LE MINISTRE DU REVENU NATIONAL,

intimé.

 

 

[TRADUCTION FRANÇAISE OFFICIELLE]

 

____________________________________________________________________

 

Appel entendu sur preuve commune avec l’appel

de Shaheena Akhter (2003‑1648(CPP)) le 15 avril 2004 à Toronto (Ontario)

 

Devant : L’honorable juge Georgette Sheridan

 

Comparutions :

 

Pour l’appelante :

L’appelante elle‑même

 

Avocats de l’intimé :

Me Andrea Jackett

M. Bari Crackower, étudiant en droit

____________________________________________________________________

 

JUGEMENT

 

          L’appel est rejeté et la décision du ministre est confirmée.

 

Signé à Ottawa, Canada, ce 18e jour de mai 2004.

 

 

 

« G. Sheridan »

Juge Sheridan

 

 

 

Traduction certifiée conforme

ce 9e jour de septembre 2004.

 

 

 

Catherine Barry, traductrice


 

 

 

Dossier : 2003‑1648(CPP)

ENTRE :

SHAHEENA AKHTER,

appelante,

et

 

LE MINISTRE DU REVENU NATIONAL,

intimé.

 

[TRADUCTION FRANÇAISE OFFICIELLE]

_________________________________________________________________

 

Appel entendu sur preuve commune avec l’appel

de Shaheena Akhter (2003‑1647(EI)) le 15 avril 2004 à Toronto (Ontario)

 

Devant : L’honorable juge Georgette Sheridan

 

Comparutions :

 

Pour l’appelante :

L’appelante elle‑même

 

Avocats de l’intimé :

Me Andrea Jackett

M. Bari Crackower, étudiant en droit

____________________________________________________________________

 

JUGEMENT

 

          L’appel est rejeté et la décision rendue par le ministre est confirmée.

 

Signé à Ottawa, Canada, ce 18e jour de mai 2004.

 

 

 

 

« G. Sheridan »

Juge Sheridan

 

 

 

Traduction certifiée conforme

ce 9e jour de septembre 2004.

 

 

 

Catherine Barry, traductrice


 

 

Référence : 2004CCI345

Date : 20040518

Dossiers : 2003‑1647(EI)

2003‑1648(CPP)

ENTRE :

SHAHEENA AKHTER,

appelante,

et

 

LE MINISTRE DU REVENU NATIONAL,

intimé.

 

[TRADUCTION FRANÇAISE OFFICIELLE]

____________________________________________________________________

 

MOTIFS DU JUGEMENT

 

La juge Sheridan

 

[1]     Il s’agit d’un appel interjeté à l'encontre d’une décision rendue par le ministre du Revenu national selon laquelle l’appelante, Shaheena Akhter, n'occupait un emploi assurable [1] ou donnant droit à pension[2] pour la période du 2 mai 2001 au 5 avril 2002. Mme Akhter soutient qu’elle était une employée embauchée en vertu d’un contrat de louage de services et que, par conséquent, son emploi devait être assurable et ouvrir droit à pension conformément à la loi pertinente.
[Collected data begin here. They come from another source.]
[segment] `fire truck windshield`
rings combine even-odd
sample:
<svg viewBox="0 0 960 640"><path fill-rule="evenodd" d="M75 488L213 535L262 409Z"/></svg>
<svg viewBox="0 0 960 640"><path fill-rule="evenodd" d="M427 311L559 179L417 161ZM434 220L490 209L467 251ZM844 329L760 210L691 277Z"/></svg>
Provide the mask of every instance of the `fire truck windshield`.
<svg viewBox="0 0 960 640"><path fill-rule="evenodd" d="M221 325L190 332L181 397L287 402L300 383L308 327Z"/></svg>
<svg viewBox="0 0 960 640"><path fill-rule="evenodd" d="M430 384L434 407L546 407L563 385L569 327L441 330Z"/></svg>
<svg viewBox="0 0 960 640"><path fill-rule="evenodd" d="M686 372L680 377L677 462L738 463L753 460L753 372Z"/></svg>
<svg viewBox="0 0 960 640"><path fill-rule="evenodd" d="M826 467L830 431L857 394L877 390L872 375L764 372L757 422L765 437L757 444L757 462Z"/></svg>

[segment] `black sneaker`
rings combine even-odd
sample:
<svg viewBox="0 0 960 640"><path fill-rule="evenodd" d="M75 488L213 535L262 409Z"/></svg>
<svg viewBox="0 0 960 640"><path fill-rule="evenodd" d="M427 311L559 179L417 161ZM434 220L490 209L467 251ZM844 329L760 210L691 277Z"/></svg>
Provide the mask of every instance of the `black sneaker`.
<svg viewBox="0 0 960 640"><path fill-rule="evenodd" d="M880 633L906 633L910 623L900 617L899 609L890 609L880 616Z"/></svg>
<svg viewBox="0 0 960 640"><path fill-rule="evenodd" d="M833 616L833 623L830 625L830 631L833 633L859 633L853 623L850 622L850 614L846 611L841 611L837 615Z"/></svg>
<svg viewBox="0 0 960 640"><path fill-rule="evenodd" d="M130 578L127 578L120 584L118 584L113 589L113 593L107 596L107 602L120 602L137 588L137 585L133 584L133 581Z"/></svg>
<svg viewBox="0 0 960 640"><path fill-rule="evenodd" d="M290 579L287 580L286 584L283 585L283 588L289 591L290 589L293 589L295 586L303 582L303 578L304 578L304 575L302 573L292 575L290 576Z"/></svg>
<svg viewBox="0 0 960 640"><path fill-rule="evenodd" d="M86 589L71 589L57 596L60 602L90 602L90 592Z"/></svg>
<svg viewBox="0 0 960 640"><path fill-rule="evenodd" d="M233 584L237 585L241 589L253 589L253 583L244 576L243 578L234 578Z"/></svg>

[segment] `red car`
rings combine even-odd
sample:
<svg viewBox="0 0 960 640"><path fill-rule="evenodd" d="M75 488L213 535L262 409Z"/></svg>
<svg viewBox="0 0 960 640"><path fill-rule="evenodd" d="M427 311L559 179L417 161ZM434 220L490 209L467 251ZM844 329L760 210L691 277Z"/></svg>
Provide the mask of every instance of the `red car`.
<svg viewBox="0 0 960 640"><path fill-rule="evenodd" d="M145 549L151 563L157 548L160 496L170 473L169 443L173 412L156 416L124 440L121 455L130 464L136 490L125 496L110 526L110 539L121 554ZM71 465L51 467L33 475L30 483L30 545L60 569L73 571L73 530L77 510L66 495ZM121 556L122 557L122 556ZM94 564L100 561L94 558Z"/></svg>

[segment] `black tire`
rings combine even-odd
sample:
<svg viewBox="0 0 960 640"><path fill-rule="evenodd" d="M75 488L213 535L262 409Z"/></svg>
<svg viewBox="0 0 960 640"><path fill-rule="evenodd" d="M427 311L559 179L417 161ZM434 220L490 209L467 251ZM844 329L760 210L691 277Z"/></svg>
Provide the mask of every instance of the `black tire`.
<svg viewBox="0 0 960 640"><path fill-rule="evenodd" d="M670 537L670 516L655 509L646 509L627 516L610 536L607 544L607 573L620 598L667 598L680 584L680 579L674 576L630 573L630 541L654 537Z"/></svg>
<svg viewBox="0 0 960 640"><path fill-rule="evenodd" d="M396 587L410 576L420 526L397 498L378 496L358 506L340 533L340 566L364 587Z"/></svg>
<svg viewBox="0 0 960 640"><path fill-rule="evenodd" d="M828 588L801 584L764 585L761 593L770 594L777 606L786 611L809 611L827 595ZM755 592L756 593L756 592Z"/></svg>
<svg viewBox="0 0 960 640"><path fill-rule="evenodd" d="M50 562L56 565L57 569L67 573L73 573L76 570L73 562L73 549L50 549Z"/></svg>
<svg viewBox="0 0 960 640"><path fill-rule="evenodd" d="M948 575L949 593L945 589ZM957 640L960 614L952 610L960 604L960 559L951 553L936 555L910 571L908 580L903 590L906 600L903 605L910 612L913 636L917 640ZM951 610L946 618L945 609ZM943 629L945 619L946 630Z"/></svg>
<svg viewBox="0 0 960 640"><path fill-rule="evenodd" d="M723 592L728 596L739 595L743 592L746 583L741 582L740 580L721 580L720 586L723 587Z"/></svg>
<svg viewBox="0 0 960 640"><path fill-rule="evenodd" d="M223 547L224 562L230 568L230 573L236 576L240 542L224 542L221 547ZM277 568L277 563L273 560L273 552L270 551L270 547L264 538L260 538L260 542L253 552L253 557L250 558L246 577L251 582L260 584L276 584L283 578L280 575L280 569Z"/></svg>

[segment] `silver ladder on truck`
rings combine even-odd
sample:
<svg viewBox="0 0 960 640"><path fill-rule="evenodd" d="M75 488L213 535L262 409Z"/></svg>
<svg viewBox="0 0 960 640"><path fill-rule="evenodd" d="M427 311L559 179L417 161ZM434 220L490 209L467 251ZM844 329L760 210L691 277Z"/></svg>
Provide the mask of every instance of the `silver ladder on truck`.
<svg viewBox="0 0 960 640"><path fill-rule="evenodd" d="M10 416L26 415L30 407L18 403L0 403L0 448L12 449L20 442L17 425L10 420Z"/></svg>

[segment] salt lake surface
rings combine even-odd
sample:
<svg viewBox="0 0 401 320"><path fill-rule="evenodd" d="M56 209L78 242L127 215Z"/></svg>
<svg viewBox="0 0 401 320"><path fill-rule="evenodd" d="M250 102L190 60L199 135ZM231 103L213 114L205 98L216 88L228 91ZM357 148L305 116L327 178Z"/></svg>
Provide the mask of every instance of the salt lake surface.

Pour avoir gain de cause dans le cadre de son appel, Mme Akhter a le fardeau de prouver que les hypothèses sur lesquelles le ministre s’est fondé sont inexactes.

 

[2]     Au cours de la période en question, Mme Akhter travaillait comme fournisseuse de services de garde d’enfants à son propre domicile, à Toronto. En vue de sa carrière, Mme Akhter a suivi le « Home Childcare Provider Program » [programme de garde en milieu familial] offert par le COSTI en mai 1998. L’une des matières qu’elle a étudiées s’intitulait : « Starting a Home Based Business » [comment démarrer une entreprise à domicile]. Dans le cadre de ce cours, elle a appris, globalement, comment établir une entreprise de garde d’enfants. Le 16 mars 2001, elle a signé avec un organisme autorisé par le gouvernement, le Muppets Private Home Daycare Agency, un contrat renouvelable d’un an qui l’obligeait à offrir à son domicile un service de garde à l’intention des enfants que l’organisme lui envoyait. Le contrat la qualifiait à de [TRADUCTION] « personne indépendante offrant un service de garde à domicile » et l’obligeait à observer la Loi sur les garderies de l’Ontario.

 

[3]     La présente affaire a débuté après la naissance de son quatrième enfant, en avril 2002, lorsque Mme Akhter a demandé des prestations de congé parental. À ce moment‑là, elle collaborait avec l’organisme depuis un peu moins d’un an. Après avoir d’abord approuvé sa demande, le ministre a décidé plus tard qu’elle n’était pas admissible aux prestations. Mme Akhter a interjeté appel. La seule question à trancher consiste à savoir si elle était une employée de l’organisme en application d’un contrat de louage de services, ou une entrepreneuse indépendante travaillant dans le cadre d’un contrat d'entreprise. Il s'agit d'une question de fait.

 

[4]     Avant d’entreprendre son travail, Mme Akhter a été obligée de suivre, sans rémunération, le programme d’orientation d’une semaine offert par l’organisme et d’obtenir, à ses frais, un certificat de police et un certificat médical. Après avoir inspecté son domicile afin de s’assurer qu’il satisfaisait aux normes de la loi provinciale, l’organisme a commencé à placer des enfants sous la garde de Mme Akhter. Celle‑ci travaillait à son domicile et ne recevait aucun remboursement de l’organisme pour l’utilisation des lieux ou pour le chauffage, le service téléphonique, les détecteurs de fumée ou les autres dispositifs de sécurité imposés par le contrat. Elle fournissait aussi, à ses frais, les repas, les boissons, les mouchoirs de papier, les crayons et les autres objets de première nécessité offerts aux enfants. Par le truchement du service de prêt de l’organisme, Mme Akhter pouvait emprunter sans frais certains articles plus considérables, tels que des parcs pour enfants et des poussettes.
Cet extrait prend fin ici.